Gavin Menzies - 1421: The Year China Discovered The World

In 2002, Menzies published his first book: 1421: The Year China Discovered the World. The book is written informally, as a series of vignettes of Menzies' travels around the globe examining what he claims is evidence for his "1421 hypothesis", interspersed with speculation and description of the achievements of Admiral Zheng He's fleet. Menzies states in the introduction that the book is an attempt to answer the question:

On some early European world maps, it appears that someone had charted and surveyed lands supposedly unknown to the Europeans. Who could have charted and surveyed these lands before they were 'discovered'?

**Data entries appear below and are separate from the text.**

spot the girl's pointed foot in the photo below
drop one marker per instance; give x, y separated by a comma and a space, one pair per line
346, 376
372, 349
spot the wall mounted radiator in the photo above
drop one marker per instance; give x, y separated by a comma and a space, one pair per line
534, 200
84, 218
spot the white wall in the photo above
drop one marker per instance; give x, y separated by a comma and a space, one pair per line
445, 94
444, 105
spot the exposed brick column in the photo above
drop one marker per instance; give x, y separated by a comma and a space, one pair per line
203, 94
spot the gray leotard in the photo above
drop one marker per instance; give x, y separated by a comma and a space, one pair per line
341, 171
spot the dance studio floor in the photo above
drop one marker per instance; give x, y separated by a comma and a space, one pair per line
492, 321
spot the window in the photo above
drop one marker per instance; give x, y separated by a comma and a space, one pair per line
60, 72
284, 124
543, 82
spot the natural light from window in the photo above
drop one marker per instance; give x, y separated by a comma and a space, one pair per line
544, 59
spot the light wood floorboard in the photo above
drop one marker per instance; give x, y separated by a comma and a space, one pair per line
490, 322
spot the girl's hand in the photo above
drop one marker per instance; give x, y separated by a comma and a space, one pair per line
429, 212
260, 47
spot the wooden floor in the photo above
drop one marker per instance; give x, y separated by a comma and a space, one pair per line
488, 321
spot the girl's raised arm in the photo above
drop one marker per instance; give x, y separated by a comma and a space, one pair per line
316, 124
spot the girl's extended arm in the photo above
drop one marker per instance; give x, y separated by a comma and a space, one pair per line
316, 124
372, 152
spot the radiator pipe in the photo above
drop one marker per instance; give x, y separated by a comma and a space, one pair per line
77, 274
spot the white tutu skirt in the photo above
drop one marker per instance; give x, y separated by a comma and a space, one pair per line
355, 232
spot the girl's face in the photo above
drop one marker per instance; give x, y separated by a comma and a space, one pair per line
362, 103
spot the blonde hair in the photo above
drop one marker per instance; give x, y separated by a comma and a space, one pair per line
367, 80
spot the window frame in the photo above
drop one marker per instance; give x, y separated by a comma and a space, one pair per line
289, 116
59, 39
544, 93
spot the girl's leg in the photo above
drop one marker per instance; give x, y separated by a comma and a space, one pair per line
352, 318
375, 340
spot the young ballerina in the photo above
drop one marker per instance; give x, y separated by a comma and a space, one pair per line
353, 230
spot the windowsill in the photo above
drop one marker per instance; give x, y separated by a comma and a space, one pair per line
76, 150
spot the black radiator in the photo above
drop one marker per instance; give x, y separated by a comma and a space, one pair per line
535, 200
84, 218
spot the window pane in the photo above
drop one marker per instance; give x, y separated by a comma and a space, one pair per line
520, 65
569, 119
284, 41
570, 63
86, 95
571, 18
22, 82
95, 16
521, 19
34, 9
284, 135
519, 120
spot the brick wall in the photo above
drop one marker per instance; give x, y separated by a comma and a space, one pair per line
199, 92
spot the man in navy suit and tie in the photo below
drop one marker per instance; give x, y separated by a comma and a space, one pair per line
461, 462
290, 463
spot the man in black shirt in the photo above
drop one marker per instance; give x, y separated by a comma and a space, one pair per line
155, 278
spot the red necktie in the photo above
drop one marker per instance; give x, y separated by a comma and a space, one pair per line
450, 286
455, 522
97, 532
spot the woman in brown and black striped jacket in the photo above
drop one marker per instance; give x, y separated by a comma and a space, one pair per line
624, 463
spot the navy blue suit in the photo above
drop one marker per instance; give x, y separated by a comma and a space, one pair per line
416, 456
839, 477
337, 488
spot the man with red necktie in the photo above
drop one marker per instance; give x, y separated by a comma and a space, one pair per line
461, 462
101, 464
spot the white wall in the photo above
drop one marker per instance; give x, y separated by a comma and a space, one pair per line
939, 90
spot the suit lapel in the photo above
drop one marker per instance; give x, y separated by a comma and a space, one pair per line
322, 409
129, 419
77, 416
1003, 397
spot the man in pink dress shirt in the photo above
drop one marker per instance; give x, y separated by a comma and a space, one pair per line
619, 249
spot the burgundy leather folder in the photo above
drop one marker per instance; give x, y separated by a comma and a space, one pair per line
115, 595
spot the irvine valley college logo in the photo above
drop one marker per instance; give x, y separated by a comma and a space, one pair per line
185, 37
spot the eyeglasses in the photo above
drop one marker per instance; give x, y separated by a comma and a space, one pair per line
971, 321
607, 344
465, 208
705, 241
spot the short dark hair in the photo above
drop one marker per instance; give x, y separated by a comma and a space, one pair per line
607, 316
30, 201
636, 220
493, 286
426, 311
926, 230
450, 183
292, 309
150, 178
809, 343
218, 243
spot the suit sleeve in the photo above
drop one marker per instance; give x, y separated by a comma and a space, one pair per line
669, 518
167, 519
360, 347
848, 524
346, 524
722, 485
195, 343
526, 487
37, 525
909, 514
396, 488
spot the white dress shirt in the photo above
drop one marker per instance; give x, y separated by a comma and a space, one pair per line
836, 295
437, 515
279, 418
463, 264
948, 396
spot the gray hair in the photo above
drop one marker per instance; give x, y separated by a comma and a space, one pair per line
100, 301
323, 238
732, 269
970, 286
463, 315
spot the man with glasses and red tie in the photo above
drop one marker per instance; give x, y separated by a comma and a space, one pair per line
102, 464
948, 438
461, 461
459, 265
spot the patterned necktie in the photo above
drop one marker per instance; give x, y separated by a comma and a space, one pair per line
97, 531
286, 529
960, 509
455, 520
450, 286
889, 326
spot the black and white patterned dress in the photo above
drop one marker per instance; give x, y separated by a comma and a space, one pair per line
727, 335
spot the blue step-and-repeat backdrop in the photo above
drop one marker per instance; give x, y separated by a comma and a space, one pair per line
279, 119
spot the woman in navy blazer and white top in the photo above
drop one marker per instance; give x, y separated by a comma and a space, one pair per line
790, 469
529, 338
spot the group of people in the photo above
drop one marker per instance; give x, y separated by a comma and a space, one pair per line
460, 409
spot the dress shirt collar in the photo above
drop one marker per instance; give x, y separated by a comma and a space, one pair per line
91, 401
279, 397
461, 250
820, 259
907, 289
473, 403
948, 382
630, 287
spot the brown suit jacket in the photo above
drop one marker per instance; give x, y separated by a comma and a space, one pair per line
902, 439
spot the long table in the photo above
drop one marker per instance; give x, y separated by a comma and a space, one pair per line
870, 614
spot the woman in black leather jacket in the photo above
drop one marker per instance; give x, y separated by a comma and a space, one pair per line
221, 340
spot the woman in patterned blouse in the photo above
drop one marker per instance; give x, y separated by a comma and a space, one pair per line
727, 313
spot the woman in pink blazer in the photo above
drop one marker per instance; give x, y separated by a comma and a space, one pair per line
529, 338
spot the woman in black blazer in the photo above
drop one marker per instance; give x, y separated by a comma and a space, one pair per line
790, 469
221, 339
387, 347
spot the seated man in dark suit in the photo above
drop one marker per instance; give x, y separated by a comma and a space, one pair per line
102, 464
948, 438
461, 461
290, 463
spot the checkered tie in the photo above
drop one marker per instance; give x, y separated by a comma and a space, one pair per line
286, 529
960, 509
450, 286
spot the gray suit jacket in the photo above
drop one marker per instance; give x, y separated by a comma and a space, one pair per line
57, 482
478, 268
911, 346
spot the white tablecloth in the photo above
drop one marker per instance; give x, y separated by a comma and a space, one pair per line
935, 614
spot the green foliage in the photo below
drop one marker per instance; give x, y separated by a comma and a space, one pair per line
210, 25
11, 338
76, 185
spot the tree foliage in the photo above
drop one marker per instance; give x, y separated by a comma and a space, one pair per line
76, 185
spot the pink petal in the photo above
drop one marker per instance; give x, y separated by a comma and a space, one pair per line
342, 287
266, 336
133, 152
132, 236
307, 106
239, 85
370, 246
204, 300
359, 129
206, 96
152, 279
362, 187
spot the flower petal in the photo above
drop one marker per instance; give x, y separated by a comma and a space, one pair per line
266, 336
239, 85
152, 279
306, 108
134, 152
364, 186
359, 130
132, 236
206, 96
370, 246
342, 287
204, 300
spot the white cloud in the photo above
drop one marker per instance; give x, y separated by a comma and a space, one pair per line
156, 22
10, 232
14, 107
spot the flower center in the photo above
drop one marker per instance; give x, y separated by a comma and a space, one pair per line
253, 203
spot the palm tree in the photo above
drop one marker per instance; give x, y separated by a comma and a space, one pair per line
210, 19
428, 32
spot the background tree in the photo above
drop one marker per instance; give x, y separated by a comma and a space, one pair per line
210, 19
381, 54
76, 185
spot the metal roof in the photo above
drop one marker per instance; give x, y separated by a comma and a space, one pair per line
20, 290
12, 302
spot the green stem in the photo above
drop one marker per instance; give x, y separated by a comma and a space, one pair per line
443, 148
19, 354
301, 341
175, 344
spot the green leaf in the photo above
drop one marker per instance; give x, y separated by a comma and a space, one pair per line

In the book, Menzies concludes that only China had the time, money, manpower and leadership to send such expeditions and then sets out to prove that the Chinese visited lands unknown in either China or Europe. He claims that from 1421 to 1423, during the Ming Dynasty of China under Emperor Zhu Di (朱棣) the fleets of Admiral Zheng He (鄭和), commanded by the Chinese captains Zhou Wen (周聞), Zhou Man (周滿), Yang Qing (楊慶), and Hong Bao (洪保), discovered Australia, New Zealand, the Americas, Antarctica, and the Northeast Passage; circumnavigated Greenland, tried to reach the North and South Poles, and circumnavigated the world before Ferdinand Magellan. The book has been published in many languages and countries around the world and was listed as a New York Times best seller for several weeks in 2003. Although the book contains numerous footnotes, references and acknowledgments, critics point out that it lacks supporting references for Chinese voyages beyond East Africa, the location acknowledged by professional historians as the limit of the fleet's travels. Menzies bases his main theory on original interpretations and extrapolations of academic studies of minority population DNA, archaeological finds and ancient maps.

Menzies claims that knowledge of Zheng He's discoveries was subsequently lost because the Mandarin bureaucrats of the Imperial court feared that the costs of further voyages would ruin the Chinese economy. He conjectures that when Zhu Di died in 1424 and the new Hongxi Emperor forbade further expeditions, the Mandarins hid or destroyed the records of previous exploration to discourage further voyages. Tan Ta Sen, president of the International Zheng He Society, has acknowledged the book's popular appeal as well as its scholarly failings:

The book is very interesting, but you still need more evidence. We don't regard it as an historical book, but as a narrative one. I want to see more proof. But at least Menzies has started something, and people could find more evidence.